Christie's sold a middling $331.8m of post-war and contemporary art at its auction in New York last night (10 November) that offered few surprises and a number of disappointments. The sale total includes its buyers’ premium whereas the pre-sale estimate of around $316m did not.
Of the 66 lots on offer on the night, 53 works found buyers (for a sell-through rate of 80%), led by an Andy Warhol silkscreen, Four Marilyns (1962) that sold for $36m (est $40m). The work had previously sold at Phillips in May 2013 for $38m and, like ten other lots, carried an in-house guarantee (along with four that carried third-party ones). It received just one bid and sold to a phone bidder in under a minute. Such was the case too—the sub-minute, single bid, in-house guarantee—with the fourth-highest selling lot of the evening, Louise Bourgeois' monumental Spider (1997), which sold for $28.2m (est $25m-$35m), one of seven artist auction records for the evening.

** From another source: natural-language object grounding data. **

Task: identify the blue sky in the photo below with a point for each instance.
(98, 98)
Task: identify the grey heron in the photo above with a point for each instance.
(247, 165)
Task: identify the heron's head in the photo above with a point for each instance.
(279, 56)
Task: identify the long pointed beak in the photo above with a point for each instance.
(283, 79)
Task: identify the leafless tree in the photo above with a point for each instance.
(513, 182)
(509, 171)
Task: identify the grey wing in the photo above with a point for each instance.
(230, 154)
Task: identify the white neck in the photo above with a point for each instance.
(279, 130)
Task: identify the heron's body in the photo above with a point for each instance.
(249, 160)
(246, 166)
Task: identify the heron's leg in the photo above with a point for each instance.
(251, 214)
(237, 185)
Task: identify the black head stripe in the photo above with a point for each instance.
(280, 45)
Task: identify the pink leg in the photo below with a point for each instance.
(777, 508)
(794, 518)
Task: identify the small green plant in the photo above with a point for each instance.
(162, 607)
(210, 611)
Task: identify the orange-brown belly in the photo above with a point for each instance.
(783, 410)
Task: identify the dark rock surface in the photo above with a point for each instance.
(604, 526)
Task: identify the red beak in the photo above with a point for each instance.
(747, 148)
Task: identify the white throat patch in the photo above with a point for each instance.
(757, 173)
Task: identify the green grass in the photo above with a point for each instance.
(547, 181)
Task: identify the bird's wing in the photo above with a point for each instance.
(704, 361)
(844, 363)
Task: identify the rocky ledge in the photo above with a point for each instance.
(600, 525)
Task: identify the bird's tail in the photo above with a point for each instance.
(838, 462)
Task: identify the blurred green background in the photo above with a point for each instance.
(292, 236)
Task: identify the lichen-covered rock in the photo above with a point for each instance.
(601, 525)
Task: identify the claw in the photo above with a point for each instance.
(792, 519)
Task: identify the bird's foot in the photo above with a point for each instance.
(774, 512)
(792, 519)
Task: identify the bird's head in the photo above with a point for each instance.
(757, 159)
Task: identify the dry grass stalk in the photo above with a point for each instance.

At other times, Jussi Pylkkanen, the auctioneer and Christie's president, seemed content to slow things down, drawing out bidding, for example, on a record-making work by Lucio Fontana from the collection of Steven Cohen, Concetto spaziale, La fine di Dio (1964), which hammered at $25.9m (est. $25m-$35m).
Pylkkanen also took his time with the first nine lots, which came from the collection of Arthur and Anita Kahn. Six of those were works by Alexander Calder and fierce competition brought the hammer total for all nine to $47m, well over the estimated $12.8m to $19.2m the nine lots were expected to bring. After the sale, Christophe Van de Weghe, who deals in works by Calder, said the pieces were particularly impressive, as was the provenance. "It's a great collection, never been to the market," he said.
Warhol had a weaker night. The artist’s Self-Portrait (Nine Times, 1967) from the Miles and Shirley Fiterman collection was bought-in at $6.5m (est. $8m-$10m). Van de Weghe, who also sells works by Warhol, said the estimate "should have been half of what it was".
At the press conference after the sale, Brett Gorvy, the international head of post-war and contemporary art, downplayed any kind of market correction, saying that collections such as the Kahns' did well. "The market is healthy, it is selective," he said.
But even the performance of some of the collections was patchy. Claes Oldenburg's Clothespin Ten Foot (1974) doubled its estimate, selling for $3.6m and Warhol's Little Electric Chair (1964) made it into the top ten highest-selling lots at $11.6m (est. $6m-8m), both from the Fiterman collection, sold to Allan Hobart of London's Pyms Gallery. Yet Warhol’s Late Four-Foot Flowers (1967, est $8m-$12m), from the same collection, failed to find a buyer. Soon after that, an untitled work by Joan Mitchell (1956) from the Mezzacappa Collection was bought in at $5.5m (est. $6m-$9m).